With the implementation of the new tax regime from July 1, you will have to shell out additional 2.5% tax on maintenance charges of your flat. As per the rates decided under the GST, now maintenance charges will attract a tax rate of 18% instead of the existing rate of 15.55%, which is roughly an increase of 2.5%.
In the outgoing tax regime, the tax structure of 15.55% includes 15% service tax, 0.5% swachh bharat tax and 0.05% non-agricultural tax.
The increased tax rates shall apply to flat owners who pay a maintenance fee of over Rs. 5000 other than stamp duty, electricity and water charges and property tax. Housing societies with an annual balance or corpus over Rs. 20 lakh shall also attract a similar rate with respect to maintenance charges.

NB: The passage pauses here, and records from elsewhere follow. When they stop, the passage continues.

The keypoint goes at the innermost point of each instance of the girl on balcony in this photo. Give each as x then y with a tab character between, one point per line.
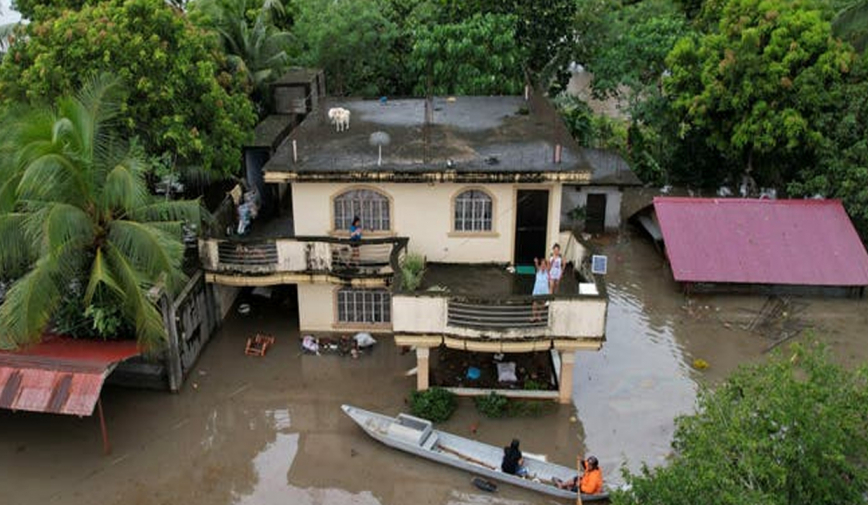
556	269
540	287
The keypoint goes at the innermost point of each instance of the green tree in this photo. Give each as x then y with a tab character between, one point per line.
757	82
851	23
793	430
352	40
75	212
842	167
253	44
479	56
176	100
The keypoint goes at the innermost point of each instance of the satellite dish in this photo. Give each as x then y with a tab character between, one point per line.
379	139
599	264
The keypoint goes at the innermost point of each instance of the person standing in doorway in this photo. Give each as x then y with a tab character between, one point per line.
556	269
540	288
355	239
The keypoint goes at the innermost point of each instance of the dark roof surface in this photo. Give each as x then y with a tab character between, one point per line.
784	242
505	135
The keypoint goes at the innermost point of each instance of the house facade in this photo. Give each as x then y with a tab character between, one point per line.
474	185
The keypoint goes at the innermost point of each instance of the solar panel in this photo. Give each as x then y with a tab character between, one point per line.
599	263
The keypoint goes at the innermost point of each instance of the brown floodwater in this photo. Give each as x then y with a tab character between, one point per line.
248	430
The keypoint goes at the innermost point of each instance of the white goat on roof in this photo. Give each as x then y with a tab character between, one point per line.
340	117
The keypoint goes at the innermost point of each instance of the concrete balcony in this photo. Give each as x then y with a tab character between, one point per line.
272	261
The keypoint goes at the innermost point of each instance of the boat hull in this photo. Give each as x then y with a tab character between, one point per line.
417	436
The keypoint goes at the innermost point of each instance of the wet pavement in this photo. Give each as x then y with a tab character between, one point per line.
247	430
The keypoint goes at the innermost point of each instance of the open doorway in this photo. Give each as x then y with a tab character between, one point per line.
531	225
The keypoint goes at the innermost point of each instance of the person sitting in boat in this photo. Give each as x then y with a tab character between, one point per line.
591	481
513	461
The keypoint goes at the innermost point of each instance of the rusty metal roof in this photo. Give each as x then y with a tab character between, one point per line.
786	242
59	375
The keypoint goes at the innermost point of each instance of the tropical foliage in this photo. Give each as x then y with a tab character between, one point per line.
789	431
253	44
76	217
176	98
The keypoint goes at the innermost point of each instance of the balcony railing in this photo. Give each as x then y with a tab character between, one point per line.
498	316
339	257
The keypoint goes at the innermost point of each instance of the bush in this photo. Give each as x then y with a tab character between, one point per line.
792	430
412	270
492	405
435	404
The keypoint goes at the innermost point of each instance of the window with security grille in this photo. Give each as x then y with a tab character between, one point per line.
473	211
370	206
365	306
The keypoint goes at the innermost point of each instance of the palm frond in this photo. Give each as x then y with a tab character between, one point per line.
150	250
150	331
51	176
32	300
101	275
15	251
124	189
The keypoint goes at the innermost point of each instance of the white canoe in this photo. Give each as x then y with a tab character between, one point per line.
418	436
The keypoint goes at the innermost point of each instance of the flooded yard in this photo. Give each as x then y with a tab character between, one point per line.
249	430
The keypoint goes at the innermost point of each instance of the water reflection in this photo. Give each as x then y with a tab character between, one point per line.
628	394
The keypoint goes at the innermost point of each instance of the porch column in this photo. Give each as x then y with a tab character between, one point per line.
565	392
422	368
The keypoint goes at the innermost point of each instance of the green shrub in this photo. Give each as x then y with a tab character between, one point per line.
412	269
492	405
435	404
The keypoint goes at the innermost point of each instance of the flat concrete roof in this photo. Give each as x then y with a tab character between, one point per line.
485	136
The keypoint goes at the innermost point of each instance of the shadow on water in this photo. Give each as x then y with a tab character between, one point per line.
628	394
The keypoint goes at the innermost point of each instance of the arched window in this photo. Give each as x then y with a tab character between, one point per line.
371	207
473	211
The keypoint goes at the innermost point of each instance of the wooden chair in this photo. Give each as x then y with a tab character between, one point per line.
258	345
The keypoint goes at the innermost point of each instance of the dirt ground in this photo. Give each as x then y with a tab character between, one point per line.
263	431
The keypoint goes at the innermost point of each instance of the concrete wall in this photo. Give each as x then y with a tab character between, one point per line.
424	213
577	196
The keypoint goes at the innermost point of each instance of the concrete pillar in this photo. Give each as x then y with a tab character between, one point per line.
565	393
422	354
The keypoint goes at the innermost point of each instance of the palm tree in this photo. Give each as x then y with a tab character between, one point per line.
75	211
256	47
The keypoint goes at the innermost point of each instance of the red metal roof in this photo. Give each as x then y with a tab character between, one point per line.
729	240
59	375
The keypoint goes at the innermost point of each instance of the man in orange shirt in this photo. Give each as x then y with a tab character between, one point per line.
591	481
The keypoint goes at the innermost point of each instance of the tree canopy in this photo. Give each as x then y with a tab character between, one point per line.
792	430
177	98
757	83
76	219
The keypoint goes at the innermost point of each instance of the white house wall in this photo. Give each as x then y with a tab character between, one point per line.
424	213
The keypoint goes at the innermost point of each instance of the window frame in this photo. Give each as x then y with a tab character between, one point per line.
369	307
384	204
472	218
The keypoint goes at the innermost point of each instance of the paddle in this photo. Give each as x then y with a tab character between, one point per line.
580	469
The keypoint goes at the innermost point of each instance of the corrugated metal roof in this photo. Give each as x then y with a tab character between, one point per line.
59	375
729	240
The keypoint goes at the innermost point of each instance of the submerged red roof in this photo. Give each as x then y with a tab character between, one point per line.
59	375
729	240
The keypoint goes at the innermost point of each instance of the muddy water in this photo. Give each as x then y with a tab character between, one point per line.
628	395
269	430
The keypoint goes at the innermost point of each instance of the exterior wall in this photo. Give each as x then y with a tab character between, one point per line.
424	213
577	196
316	308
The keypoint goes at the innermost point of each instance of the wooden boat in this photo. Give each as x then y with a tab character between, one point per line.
418	436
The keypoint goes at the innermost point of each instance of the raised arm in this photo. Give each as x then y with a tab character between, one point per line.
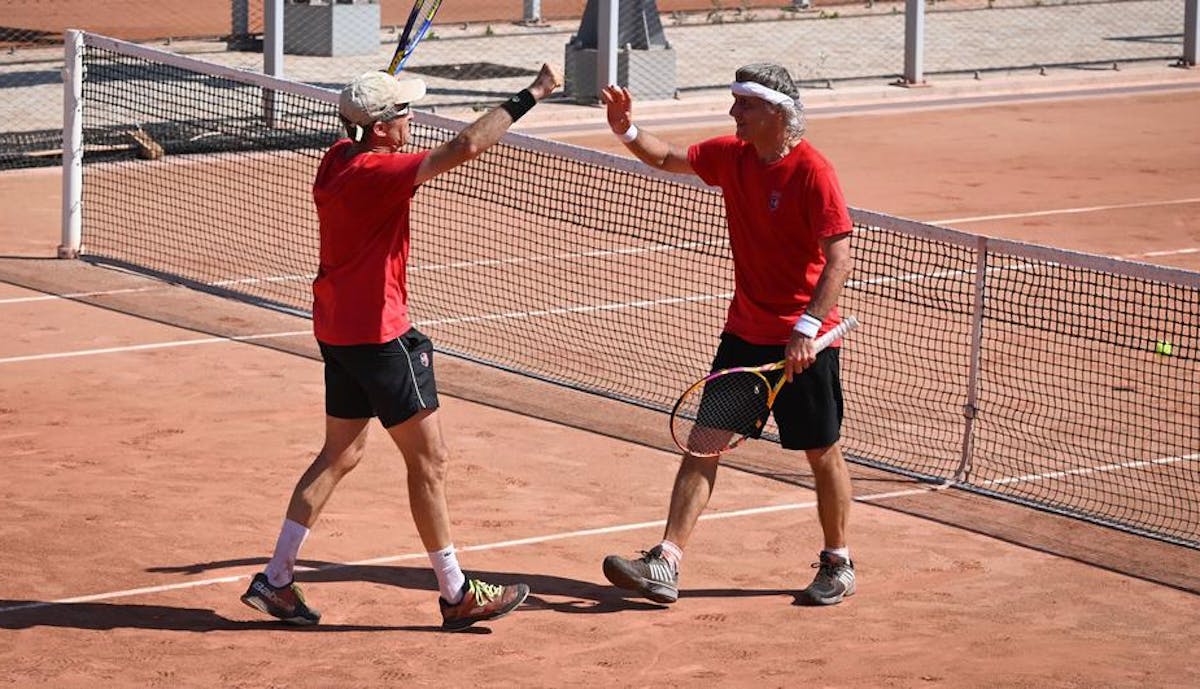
648	148
484	132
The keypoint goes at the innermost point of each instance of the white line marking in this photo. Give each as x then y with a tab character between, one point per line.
153	346
1081	471
76	294
497	545
1062	211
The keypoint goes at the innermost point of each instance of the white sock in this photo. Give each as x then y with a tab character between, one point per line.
450	576
282	567
843	552
672	553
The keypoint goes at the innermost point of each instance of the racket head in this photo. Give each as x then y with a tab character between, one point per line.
420	18
724	408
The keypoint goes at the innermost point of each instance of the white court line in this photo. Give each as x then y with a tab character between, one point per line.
1081	471
78	294
153	346
1063	211
497	545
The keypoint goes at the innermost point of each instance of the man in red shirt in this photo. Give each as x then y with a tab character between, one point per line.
376	363
790	238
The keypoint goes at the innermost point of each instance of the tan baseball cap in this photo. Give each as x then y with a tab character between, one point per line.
375	96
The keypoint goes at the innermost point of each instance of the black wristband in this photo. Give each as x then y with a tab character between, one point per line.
519	105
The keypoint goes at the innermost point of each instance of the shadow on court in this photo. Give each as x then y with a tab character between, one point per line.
549	593
570	595
107	616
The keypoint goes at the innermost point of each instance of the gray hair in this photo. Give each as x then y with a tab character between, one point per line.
777	78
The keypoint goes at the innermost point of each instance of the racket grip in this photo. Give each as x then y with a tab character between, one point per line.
847	324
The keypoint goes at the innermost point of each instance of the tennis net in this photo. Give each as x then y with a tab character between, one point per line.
1012	370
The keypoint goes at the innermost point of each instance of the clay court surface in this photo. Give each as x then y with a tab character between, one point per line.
147	483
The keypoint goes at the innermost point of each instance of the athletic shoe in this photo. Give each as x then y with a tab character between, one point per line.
283	601
480	600
651	575
834	580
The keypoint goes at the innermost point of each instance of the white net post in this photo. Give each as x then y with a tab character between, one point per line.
913	42
72	144
606	45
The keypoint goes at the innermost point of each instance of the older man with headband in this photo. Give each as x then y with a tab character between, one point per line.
377	365
790	238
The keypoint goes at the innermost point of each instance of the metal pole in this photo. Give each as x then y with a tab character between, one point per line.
240	22
532	12
913	42
1191	29
273	53
606	45
273	37
72	144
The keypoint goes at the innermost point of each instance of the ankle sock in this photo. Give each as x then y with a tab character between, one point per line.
281	569
672	553
450	576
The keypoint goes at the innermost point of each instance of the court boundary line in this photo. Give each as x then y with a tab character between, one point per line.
480	547
1063	211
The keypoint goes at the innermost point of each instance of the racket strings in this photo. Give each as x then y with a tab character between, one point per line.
721	412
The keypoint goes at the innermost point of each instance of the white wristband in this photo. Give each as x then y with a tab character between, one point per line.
808	325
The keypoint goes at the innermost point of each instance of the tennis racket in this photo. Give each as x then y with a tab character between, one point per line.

In a case when for maintenance, renovation or repair of either the flat or society's premises, cement, steel or paint is bought for use; the tax paid on such items shall be deducted from the total tax paid under GST. However, first the GST tax needs to paid upfront and thereafter the credit in lieu of the tax already paid can be claimed.
According to experts, the effect of GST will be more pronounced on the societies' corpus value. A member of some housing society in a statement said "Already, due to a delay in conveyance deeds (handing over of land ownership from builder to society), additional stamp duty is paid. The new burden will create further pressure on a society's corpus."